Mysterious Tusked Creature Unearthed in Rock Art

Stone Age Painting of a Dicynodont
Painting of the dicynodont made by the San in the early 1800s. Credit: Julien Benoit, CC-BY 4.0

The research compares an 1800s painting of a tusked animal by the San people to local fossils.

According to a study recently published in the open-access journal PLOS ONE, rock art in South Africa depicting a mysterious animal with tusks could represent an ancient species whose fossils have been found in the same area. The study was conducted by Julien Benoit from the University of the Witwatersrand in Johannesburg, South Africa.

The Horned Serpent panel is a section of rock wall featuring artwork of animals and other cultural elements associated with the San people of South Africa, originally painted between 1821 and 1835. Among the painted figures is a long-bodied animal with downward-turned tusks which doesn’t match any known modern species in the area.

As the San people are known to have included various aspects of their surroundings into art, including fossils, Benoit suggests the tusked creature might have been inspired by an extinct species.

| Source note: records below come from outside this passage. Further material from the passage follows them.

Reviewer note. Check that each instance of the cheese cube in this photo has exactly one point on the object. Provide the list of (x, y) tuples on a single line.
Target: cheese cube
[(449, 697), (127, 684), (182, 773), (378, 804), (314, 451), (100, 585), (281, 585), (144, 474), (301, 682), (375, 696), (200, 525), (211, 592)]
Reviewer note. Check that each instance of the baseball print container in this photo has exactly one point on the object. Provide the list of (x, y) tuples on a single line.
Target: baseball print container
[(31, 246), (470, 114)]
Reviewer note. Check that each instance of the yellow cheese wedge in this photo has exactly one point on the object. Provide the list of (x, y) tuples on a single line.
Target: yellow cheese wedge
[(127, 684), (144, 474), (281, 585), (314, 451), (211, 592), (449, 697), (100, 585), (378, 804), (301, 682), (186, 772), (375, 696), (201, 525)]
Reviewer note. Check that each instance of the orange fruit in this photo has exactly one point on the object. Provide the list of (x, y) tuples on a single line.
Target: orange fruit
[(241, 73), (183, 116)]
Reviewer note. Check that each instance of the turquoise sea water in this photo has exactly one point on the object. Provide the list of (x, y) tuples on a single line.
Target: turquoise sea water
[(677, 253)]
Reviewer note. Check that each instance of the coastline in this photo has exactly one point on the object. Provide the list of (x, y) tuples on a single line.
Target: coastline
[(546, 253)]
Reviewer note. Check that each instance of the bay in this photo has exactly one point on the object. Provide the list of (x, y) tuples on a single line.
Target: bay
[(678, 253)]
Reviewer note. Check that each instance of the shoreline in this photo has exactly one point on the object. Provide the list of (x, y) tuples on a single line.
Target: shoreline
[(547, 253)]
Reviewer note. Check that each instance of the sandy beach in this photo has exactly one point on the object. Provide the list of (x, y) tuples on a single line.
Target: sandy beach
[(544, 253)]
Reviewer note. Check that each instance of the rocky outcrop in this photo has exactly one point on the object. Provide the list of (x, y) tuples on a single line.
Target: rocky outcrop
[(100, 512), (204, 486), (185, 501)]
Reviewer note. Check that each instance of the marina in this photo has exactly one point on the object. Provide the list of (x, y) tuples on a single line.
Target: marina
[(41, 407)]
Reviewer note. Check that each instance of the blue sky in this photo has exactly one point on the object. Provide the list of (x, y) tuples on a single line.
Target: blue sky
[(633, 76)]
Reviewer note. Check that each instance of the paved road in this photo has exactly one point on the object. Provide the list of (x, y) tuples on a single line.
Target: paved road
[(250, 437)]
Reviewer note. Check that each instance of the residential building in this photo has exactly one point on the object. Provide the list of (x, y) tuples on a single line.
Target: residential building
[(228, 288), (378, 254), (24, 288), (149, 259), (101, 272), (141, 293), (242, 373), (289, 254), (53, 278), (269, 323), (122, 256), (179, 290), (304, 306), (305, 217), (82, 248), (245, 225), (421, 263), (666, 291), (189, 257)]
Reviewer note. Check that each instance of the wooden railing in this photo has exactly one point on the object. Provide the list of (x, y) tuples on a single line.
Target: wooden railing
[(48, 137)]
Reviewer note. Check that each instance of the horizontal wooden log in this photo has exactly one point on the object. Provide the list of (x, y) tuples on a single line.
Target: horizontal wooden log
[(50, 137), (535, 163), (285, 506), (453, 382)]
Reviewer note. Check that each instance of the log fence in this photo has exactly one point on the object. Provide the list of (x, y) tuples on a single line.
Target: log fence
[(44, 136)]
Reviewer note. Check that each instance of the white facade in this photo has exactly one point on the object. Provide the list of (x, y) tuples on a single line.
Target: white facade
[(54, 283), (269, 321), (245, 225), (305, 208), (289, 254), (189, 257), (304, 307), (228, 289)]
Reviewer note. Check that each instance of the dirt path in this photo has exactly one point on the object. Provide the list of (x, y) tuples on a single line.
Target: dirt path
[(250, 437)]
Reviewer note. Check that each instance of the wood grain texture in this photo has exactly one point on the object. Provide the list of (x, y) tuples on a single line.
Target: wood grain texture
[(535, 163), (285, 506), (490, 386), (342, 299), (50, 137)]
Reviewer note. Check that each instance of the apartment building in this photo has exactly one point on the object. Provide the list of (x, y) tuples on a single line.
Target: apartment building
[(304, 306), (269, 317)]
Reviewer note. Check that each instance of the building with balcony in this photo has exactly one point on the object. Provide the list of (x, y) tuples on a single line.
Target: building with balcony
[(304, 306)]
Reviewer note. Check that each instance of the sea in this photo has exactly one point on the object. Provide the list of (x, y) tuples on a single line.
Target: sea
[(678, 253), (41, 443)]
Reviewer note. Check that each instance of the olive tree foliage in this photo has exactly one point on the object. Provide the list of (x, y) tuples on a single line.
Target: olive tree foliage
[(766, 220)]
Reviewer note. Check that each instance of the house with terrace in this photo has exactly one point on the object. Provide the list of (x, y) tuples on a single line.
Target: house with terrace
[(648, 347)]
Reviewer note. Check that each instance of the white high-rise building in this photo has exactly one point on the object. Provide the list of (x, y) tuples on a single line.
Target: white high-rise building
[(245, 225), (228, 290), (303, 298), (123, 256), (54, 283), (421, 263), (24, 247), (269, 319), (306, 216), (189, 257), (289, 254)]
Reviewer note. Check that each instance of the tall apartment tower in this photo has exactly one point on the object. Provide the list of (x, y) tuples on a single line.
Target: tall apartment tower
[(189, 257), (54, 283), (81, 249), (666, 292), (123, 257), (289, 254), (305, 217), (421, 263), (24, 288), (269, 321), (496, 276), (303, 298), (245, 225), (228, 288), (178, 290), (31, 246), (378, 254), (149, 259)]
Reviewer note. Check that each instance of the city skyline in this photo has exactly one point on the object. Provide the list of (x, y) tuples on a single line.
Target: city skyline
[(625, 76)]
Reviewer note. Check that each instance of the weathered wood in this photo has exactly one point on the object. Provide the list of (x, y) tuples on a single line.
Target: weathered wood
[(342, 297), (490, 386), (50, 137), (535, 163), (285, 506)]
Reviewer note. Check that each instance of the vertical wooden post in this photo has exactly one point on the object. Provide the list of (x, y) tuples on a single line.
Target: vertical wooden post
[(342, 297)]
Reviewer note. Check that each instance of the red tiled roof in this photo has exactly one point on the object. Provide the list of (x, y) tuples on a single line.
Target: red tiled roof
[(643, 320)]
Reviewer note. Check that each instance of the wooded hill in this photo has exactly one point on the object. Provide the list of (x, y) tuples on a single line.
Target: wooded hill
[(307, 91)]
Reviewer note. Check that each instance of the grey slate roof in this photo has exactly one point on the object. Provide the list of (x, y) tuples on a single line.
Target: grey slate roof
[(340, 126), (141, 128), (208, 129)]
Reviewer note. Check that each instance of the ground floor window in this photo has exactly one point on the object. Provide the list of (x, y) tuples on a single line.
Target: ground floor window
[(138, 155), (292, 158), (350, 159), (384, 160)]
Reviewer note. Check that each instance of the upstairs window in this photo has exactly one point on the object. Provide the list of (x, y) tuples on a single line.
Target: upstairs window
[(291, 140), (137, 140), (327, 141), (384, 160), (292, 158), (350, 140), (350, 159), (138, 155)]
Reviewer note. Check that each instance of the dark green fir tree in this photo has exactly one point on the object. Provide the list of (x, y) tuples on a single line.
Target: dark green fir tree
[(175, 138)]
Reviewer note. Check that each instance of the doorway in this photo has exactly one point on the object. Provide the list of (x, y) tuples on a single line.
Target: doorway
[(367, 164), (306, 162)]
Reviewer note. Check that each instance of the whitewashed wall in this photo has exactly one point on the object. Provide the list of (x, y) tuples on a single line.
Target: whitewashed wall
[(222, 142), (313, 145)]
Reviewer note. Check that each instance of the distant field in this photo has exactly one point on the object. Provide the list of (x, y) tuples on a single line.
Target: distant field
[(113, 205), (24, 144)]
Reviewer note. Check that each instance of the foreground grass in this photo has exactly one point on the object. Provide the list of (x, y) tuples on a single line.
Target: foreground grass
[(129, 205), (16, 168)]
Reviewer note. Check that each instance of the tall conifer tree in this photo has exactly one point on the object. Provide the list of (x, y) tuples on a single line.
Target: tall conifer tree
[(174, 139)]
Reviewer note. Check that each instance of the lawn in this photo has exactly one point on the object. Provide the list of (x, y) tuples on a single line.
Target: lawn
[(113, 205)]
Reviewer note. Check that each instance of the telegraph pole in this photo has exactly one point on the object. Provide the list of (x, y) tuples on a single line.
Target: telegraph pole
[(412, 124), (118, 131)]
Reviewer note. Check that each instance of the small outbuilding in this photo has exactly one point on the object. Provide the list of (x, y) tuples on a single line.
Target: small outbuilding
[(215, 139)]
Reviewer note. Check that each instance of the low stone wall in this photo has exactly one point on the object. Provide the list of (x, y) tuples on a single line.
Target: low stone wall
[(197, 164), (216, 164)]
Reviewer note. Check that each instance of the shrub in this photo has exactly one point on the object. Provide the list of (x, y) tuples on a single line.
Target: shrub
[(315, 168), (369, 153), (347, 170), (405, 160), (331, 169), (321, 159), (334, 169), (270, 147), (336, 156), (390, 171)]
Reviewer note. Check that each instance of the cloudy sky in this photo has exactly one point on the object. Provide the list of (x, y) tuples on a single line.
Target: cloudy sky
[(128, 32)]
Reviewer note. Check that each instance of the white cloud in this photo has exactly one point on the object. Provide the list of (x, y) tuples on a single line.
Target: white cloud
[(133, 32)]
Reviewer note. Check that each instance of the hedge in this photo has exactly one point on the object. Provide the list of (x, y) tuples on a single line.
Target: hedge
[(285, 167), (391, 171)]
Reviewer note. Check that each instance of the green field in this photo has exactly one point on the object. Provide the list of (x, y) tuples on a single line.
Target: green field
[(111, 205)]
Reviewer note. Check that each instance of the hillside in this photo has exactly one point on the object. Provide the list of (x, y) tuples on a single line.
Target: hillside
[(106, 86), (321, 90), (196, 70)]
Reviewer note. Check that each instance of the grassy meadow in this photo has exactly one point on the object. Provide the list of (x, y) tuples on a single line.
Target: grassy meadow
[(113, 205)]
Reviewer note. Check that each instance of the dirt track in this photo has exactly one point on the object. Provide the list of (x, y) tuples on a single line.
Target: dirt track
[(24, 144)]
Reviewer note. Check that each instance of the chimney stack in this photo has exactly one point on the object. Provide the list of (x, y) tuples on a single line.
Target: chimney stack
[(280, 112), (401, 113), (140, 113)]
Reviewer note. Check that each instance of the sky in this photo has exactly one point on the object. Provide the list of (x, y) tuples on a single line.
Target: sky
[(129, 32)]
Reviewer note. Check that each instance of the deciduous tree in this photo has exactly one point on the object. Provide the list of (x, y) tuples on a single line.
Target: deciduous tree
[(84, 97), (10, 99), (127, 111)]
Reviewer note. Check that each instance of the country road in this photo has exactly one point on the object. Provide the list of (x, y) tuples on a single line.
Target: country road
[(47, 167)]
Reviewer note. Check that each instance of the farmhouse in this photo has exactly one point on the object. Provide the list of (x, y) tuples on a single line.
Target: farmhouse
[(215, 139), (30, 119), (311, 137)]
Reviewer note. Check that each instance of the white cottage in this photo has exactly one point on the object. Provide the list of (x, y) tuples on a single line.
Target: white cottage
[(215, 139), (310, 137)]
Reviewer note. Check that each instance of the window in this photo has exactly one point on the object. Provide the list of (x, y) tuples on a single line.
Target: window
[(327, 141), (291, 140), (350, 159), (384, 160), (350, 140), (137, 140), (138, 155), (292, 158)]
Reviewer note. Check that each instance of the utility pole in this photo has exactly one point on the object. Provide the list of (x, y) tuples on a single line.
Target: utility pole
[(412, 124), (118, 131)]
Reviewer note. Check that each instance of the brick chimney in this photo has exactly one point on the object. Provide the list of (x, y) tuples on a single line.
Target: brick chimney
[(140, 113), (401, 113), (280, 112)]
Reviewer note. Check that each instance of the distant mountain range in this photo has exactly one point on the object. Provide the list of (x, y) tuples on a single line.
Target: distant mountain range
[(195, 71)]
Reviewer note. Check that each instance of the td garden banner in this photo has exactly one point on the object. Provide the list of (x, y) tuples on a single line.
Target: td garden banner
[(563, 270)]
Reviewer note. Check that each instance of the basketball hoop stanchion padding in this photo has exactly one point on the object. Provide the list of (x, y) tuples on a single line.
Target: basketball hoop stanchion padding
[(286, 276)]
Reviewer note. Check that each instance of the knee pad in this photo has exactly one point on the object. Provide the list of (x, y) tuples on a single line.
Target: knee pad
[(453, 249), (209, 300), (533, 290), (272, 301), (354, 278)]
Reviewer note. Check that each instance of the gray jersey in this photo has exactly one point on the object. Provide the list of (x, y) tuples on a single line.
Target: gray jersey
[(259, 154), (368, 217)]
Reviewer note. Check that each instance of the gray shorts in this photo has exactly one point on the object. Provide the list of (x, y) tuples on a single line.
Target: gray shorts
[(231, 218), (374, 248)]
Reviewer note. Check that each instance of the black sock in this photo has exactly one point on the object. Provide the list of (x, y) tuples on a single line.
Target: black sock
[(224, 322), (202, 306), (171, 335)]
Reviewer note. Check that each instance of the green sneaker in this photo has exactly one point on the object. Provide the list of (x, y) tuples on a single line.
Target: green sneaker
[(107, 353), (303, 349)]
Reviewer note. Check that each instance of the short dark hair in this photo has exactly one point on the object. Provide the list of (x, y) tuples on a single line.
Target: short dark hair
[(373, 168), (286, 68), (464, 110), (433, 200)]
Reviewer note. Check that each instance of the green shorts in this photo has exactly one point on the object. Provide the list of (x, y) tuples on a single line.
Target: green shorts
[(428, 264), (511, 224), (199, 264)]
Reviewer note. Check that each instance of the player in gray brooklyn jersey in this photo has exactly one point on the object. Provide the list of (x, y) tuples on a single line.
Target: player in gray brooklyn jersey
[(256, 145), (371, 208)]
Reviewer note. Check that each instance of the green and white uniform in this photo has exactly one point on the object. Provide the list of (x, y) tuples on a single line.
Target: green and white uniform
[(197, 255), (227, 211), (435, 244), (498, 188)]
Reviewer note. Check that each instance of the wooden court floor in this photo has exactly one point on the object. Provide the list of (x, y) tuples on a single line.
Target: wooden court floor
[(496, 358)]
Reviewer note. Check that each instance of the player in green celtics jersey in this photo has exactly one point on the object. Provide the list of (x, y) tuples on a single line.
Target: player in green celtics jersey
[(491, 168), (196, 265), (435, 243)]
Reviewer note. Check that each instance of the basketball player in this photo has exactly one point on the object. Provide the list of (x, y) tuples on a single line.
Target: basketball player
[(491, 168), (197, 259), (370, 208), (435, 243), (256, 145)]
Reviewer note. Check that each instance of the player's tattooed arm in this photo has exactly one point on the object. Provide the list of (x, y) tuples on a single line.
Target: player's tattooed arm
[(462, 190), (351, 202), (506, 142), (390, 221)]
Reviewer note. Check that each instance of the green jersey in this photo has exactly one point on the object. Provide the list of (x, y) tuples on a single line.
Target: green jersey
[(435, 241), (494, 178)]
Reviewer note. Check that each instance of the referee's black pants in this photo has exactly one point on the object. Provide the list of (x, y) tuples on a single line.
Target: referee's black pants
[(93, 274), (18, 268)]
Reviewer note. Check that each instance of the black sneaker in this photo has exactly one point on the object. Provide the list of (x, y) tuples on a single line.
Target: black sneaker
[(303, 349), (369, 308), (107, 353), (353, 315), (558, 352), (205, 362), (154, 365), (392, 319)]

The Karoo Basin Fossils and Dicynodonts

The Karoo Basin of South Africa is famous for abundant well-preserved fossils, including tusked animals called dicynodonts, which are often found eroding out of the ground. Benoit revisited the Horned Serpent panel and found the tusked figure comparable with dicynodont fossils, an interpretation that is also supported by San myths of large animals that once roamed the region but are now extinct.

The Horned Serpent Panel
The Horned Serpent panel. A, general view of the Horned Serpent panel photographed in 2024 by the author. B, close-up of the section figured in Stow and Bleek’s plate 39. C, close-up of the tusked animal. D, close-up of the warriors painted below the Horned Serpent panel. E, close-up of the warriors painted to the right of the panel. Credit: Julien Benoit, 2024, PLOS ONE, CC-BY 4.0

If the tusked figure is in fact an artistic interpretation of a dicynodont, a species that went extinct before dinosaurs appeared and were long extinct when humans appeared in Africa, it would predate the first scientific description of these ancient animals by at least ten years.

There is archaeological evidence that the San people might have collected fossils and incorporated them into their artwork, but the extent of indigenous knowledge of paleontology is poorly understood across Africa. Further research into indigenous cultures might shed more light on how humans around the world have incorporated fossils into their culture.

Julien Benoit adds: “The painting was made in 1835 at the latest, which means this dicynodont was depicted at least ten years before the western scientific discovery and naming of the first dicynodont by Richard Owen in 1845. This work supports that the first inhabitants of southern Africa, the San hunter-gatherers, discovered fossils, interpreted them, and integrated them into their rock art and belief system.”

Reference: “A possible later stone age painting of a dicynodont (Synapsida) from the South African Karoo” by Julien Benoit, 18 September 2024, PLOS ONE.
DOI: 10.1371/journal.pone.0309908

This research was financially supported by the DSI-NRF African Origins Platform (AOP210218587003; UID: 136505).